最近の自動車におけるテクノロジーで、もっとも注目されているもののひとつが「自動運転」だろう。運転支援のシステムを搭載しているクルマは増えているが、「自動運転」の実現は近いのだろうか。また導入間近とも言われている「自動運転レベル3」とはどのような機能を持つのか。

自動運転レベル3とレベル2の違いとは?

画像: テスラ車は、写真のモデル3を含め全車種に現在のオートパイロット機能や、将来利用可能となる完全自動運転 対応機能を提供できる先進のハードウエアを標準装備している。

テスラ車は、写真のモデル3を含め全車種に現在のオートパイロット機能や、将来利用可能となる完全自動運転 対応機能を提供できる先進のハードウエアを標準装備している。

自動運転システムの要件を見ると、

(1)走行環境条件内(現段階では高速道路に限定)において、乗車人員及び他の交通の安全を妨げるおそれがないこと
(2)走行環境条件外で、作動しないこと
(3)走行環境条件を外れる前に運転操作引継ぎの警報を発し、運転者に引き継がれるまでの間、安全運行を継続するとともに、引き継がれない場合は安全に停止すること
(4)運転者の状況監視のためのドライバーモニタリングを搭載すること
(5)不正アクセス防止等のためのサイバーセキュリティ確保の方策を講じること

などが明記されている。

これらの条件に合致するようなシステムは、すでにレベル2のクルマでも実現されているが、レベル3と決定的に違うところは、システムがクルマをドライブし、そのとき運転者が運転操作や周囲の監視を行わなくていいという点。
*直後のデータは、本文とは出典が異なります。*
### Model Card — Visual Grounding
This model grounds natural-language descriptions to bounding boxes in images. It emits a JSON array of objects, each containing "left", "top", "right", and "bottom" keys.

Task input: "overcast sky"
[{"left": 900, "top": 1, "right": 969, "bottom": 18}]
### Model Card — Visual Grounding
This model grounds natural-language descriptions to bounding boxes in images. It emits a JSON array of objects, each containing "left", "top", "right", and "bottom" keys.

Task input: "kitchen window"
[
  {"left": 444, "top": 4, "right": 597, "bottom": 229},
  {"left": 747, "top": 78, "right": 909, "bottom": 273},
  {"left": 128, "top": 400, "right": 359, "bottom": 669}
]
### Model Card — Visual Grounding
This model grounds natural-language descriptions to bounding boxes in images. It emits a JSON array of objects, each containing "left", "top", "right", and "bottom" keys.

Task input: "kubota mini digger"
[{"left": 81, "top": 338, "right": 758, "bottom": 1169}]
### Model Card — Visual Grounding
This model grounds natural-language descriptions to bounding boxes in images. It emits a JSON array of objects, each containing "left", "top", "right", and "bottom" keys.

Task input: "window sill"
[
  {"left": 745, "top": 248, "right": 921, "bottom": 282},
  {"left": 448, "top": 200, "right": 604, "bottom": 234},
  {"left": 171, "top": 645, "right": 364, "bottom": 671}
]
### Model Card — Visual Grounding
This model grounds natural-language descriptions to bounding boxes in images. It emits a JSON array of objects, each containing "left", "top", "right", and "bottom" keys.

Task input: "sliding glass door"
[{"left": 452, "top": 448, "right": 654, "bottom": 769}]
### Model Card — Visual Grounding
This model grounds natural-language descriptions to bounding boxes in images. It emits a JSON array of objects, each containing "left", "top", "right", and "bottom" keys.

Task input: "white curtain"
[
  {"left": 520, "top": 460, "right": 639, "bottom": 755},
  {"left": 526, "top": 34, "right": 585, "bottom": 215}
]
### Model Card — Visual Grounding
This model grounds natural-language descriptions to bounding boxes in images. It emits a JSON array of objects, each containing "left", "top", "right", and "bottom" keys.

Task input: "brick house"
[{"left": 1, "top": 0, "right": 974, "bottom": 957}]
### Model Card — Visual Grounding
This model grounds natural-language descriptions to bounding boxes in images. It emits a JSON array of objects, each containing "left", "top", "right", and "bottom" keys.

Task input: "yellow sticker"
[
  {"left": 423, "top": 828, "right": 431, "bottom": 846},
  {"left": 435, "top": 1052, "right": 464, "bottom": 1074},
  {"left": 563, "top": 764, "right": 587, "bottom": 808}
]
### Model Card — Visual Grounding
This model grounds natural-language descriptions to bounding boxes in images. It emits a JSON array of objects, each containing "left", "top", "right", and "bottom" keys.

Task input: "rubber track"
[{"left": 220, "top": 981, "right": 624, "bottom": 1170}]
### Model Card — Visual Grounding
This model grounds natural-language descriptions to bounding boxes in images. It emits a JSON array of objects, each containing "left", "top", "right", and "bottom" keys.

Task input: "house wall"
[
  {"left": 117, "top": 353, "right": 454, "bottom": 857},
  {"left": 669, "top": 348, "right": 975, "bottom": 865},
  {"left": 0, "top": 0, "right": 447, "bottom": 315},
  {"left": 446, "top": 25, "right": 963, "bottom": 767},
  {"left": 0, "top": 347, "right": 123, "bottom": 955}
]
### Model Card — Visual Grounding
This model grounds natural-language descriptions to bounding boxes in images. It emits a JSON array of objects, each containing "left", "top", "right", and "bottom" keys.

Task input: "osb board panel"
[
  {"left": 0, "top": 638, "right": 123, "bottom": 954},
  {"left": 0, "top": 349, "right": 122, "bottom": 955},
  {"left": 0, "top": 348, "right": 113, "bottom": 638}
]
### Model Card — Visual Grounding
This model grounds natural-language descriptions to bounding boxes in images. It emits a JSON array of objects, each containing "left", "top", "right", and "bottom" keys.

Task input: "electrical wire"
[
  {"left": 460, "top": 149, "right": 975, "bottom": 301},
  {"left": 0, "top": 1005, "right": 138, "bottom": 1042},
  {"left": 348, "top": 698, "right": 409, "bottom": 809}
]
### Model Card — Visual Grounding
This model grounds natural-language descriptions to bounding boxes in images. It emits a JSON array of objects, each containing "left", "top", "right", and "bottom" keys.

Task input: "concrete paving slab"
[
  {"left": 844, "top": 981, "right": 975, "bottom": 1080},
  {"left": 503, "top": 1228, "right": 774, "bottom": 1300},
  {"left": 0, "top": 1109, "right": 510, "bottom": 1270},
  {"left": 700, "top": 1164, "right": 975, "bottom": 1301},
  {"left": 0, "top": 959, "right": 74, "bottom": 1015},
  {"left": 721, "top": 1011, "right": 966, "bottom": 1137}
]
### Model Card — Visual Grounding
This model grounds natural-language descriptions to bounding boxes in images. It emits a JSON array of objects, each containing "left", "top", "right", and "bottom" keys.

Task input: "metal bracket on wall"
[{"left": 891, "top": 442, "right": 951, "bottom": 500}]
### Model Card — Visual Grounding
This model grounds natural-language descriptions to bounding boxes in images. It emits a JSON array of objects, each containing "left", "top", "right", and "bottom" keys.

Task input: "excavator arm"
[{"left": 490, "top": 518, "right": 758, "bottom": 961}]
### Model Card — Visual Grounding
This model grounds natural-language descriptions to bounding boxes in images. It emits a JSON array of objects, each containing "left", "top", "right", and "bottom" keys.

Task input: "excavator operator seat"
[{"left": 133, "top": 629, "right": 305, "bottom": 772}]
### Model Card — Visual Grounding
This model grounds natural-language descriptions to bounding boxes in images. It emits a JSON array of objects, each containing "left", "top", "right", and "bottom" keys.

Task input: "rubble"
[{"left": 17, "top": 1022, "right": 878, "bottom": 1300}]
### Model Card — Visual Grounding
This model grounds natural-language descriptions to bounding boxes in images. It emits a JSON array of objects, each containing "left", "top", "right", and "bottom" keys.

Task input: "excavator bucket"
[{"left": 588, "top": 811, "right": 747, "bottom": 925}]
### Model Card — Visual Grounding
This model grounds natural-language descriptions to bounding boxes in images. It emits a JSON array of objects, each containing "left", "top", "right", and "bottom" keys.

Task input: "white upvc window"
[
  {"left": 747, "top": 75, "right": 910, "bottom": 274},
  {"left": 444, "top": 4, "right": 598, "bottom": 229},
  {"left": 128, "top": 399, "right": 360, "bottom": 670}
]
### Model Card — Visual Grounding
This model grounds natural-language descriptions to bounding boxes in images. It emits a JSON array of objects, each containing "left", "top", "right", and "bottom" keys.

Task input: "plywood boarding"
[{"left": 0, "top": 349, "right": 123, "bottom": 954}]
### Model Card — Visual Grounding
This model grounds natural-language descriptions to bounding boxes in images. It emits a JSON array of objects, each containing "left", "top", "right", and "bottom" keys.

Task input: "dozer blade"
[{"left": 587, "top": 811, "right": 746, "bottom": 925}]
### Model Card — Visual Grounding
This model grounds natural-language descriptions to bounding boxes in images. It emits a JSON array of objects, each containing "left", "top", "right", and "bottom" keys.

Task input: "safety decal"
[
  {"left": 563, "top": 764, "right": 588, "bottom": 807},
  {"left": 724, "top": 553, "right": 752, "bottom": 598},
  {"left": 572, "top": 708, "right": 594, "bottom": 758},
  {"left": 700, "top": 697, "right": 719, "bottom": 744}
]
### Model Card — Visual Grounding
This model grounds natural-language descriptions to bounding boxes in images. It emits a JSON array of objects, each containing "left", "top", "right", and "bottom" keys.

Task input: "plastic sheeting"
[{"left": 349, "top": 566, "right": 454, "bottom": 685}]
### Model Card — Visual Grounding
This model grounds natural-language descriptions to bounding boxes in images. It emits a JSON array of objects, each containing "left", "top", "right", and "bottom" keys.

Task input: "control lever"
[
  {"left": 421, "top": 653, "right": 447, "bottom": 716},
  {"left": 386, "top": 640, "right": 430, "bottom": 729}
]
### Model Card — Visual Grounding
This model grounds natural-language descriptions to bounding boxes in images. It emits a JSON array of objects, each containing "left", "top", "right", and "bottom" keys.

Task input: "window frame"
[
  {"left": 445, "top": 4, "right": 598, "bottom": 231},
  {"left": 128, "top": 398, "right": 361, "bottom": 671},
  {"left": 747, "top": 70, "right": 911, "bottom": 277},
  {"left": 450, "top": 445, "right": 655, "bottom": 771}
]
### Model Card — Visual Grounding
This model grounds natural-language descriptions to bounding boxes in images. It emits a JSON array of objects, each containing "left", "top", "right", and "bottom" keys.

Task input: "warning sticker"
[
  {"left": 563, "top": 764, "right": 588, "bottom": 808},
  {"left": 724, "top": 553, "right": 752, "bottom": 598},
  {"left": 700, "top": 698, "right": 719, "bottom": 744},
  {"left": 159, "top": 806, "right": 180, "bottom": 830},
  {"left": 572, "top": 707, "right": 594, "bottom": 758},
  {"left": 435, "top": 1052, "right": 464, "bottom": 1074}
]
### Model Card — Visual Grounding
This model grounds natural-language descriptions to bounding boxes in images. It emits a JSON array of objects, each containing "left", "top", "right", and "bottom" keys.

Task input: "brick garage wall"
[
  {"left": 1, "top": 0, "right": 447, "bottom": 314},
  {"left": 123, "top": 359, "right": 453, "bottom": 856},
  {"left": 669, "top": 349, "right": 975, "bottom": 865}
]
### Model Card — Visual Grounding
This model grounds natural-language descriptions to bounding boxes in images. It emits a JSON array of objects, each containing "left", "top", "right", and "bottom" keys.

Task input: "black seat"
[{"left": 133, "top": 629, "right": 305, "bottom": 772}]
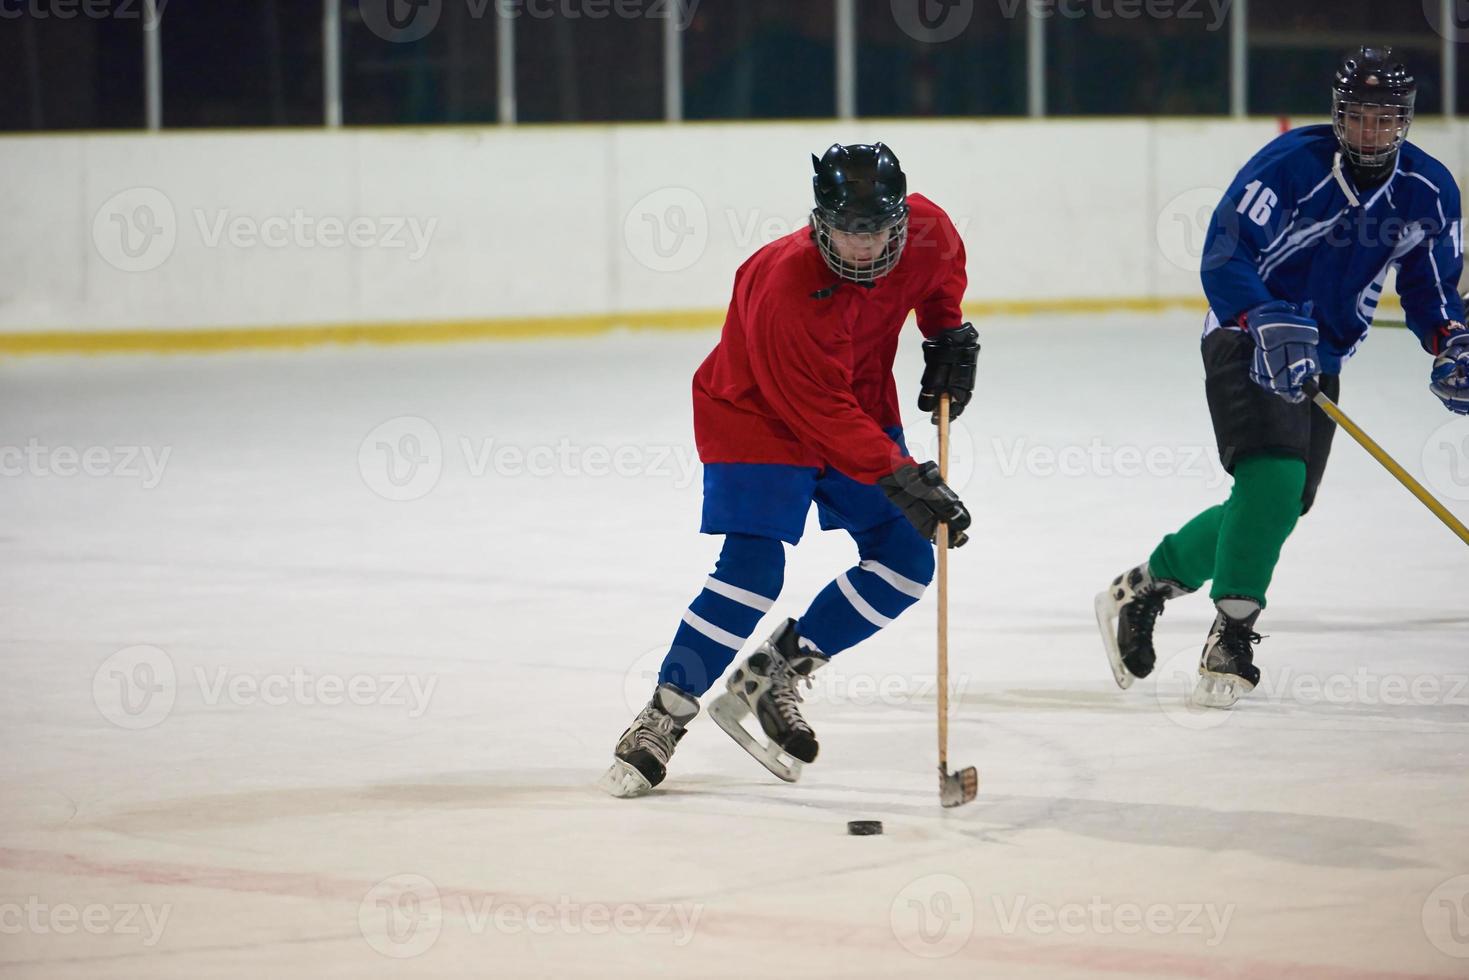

高速道路の渋滞時という限定ではあるが、ついに自動運転が現実のものとなるのだ。レベル3を搭載するモデルが型式を取得したというのは、世界初のことなのだから。

クルマが自身でドライブするわけだが、万が一、事故が起きた場合を想定して作動状態記録装置を搭載することも認可の条件になっている。これは、
●自動運行装置のON/OFFの時刻
●引継ぎ警報を開始した時刻
●運転者が対応可能でない状態となった時刻
などの記録を6カ月間、または2500回分記録することが求められている。このデータを解析すれば、どのような状態で事故が起きたのかが分かるようになっているわけだ。

画像: アウディは、近く発表予定の新プロジェクト「アルテミス」で、自動運転など次世代のオペレーティングシステムを搭載する予定だ。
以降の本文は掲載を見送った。